Socials Narrative: Government, the Liberal Party, and Integrity in Politics
Learning about contemporary Canadian politics is a joy, and it has solidified some of my less-formed political beliefs and opinions.
As we have explored the four main narratives in Canadian politics, I find myself constantly returning to the Government thread. I follow the Economy and Geography threads very strongly as well, but Government is the most powerful and compelling conversation that the media holds when it comes to Canadian politics.
To me, Government is the most important and, when done right, most attractive narrative any party can offer. As a citizen of the country of Canada, I want to know exactly what services you will or will not offer me, what rights I will gain or lose, and what strategies you will take to make my life better. Government is the most actionable narrative, and thusly the one that holds the most immediate sway. To this end, perhaps it is already apparent why I find the Identity narrative rather pandering, and not very persuasive – I would rather hear about what you can promise me, as opposed to hearing about what I should embrace as my own heritage and nationality.
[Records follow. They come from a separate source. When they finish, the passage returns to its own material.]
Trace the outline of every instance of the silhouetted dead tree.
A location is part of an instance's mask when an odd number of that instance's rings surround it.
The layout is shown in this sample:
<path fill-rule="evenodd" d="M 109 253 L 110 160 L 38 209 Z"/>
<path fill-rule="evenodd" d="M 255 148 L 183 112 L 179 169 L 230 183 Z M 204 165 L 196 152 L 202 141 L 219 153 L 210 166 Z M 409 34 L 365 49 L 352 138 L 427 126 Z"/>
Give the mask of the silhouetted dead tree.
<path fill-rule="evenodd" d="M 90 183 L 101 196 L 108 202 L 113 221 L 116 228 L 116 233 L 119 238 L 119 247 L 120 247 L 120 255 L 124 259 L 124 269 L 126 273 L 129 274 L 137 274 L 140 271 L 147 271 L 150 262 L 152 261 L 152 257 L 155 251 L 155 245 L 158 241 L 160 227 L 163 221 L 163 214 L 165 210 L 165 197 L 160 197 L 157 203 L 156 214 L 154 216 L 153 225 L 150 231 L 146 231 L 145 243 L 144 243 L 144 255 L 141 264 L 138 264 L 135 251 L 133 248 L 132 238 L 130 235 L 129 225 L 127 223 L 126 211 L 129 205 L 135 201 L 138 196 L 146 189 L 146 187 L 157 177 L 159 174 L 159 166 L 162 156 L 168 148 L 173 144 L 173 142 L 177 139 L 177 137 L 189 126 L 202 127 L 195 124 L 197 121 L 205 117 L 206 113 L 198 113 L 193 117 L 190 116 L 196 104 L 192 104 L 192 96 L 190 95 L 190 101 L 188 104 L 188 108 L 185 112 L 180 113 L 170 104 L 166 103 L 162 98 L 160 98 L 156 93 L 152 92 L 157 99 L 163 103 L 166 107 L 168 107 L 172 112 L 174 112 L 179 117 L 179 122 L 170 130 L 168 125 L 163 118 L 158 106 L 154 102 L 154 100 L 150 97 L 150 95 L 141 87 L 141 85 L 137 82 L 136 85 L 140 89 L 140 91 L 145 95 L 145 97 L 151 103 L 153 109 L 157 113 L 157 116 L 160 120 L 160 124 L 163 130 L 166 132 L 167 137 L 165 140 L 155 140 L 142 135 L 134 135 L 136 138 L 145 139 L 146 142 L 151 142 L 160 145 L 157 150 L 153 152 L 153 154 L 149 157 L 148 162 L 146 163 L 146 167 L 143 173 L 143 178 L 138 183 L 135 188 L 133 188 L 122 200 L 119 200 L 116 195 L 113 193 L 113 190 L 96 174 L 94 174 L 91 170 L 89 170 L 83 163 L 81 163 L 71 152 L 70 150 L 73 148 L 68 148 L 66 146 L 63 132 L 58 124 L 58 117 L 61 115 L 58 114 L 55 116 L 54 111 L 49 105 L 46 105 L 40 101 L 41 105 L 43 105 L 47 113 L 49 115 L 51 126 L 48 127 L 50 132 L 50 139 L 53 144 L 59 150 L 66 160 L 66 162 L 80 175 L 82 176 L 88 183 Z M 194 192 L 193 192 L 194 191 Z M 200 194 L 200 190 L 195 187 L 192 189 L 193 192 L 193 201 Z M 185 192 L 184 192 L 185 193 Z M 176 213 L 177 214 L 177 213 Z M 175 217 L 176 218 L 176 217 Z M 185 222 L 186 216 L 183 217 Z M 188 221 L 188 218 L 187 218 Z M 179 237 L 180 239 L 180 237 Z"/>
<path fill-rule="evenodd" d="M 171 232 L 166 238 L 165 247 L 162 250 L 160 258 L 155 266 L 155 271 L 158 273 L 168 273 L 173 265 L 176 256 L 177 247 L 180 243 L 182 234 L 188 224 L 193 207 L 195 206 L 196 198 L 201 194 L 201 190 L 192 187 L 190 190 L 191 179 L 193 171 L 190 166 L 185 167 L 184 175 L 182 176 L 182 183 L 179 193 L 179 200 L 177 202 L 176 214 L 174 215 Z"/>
So which party is doing the best job with their Government promise?
In my opinion, as of now… the Liberal Party. With their:
- comprehensive plan to re-budget and improve healthcare and childcare;
- a demand to call a national inquiry on missing and murdered aboriginal women;
- a huge investment into nationwide affordable housing;
- the Transparency Act, which allows far greater accessibility from the public into government archives, government budgets and government actions;
- the abolishment of the Senate, a corrupt and bloated arm of government;
- a pro-legalization stance on marijuana; and,
- the introduction of bill-C551, which gives more oversight on National Security Agencies such as CSEC.
There is nothing in this list that I do not at least somewhat agree with, and because of that, I feel quite strong in the Liberal camp.
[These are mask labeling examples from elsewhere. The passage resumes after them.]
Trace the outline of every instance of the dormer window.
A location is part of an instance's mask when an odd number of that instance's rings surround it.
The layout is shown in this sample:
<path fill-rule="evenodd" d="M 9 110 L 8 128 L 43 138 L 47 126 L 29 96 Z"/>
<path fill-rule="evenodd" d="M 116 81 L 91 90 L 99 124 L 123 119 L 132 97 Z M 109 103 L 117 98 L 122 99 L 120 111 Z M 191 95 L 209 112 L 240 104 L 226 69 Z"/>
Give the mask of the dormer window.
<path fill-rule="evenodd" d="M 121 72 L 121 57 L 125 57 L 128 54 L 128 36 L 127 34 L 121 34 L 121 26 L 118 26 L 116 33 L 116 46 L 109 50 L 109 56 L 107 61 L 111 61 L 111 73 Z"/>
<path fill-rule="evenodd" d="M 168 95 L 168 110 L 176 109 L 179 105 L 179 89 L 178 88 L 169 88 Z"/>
However, Mr. Justin Trudeau lost some major points with me recently, when he announced his decision to support bill-C51. The Liberal Party promises to revoke the bill if they win majority government.
Helping pass a bill so you can gain the votes of frustrated citizens who the bill affects most harshly? These are political games, and it reflects poorly on Trudeau.
Nonethless, I am pro-Liberal. A recent online survey, brought up by a fellow TALON (Fiona Mollon) only increased my solidarity with this particular party. They have my vote for the upcoming October 2015 Election (if I was old enough to vote).
I encourage you to take the survey yourself, and see if the results line up with your preferences!
Good luck with choosing your voting recipient!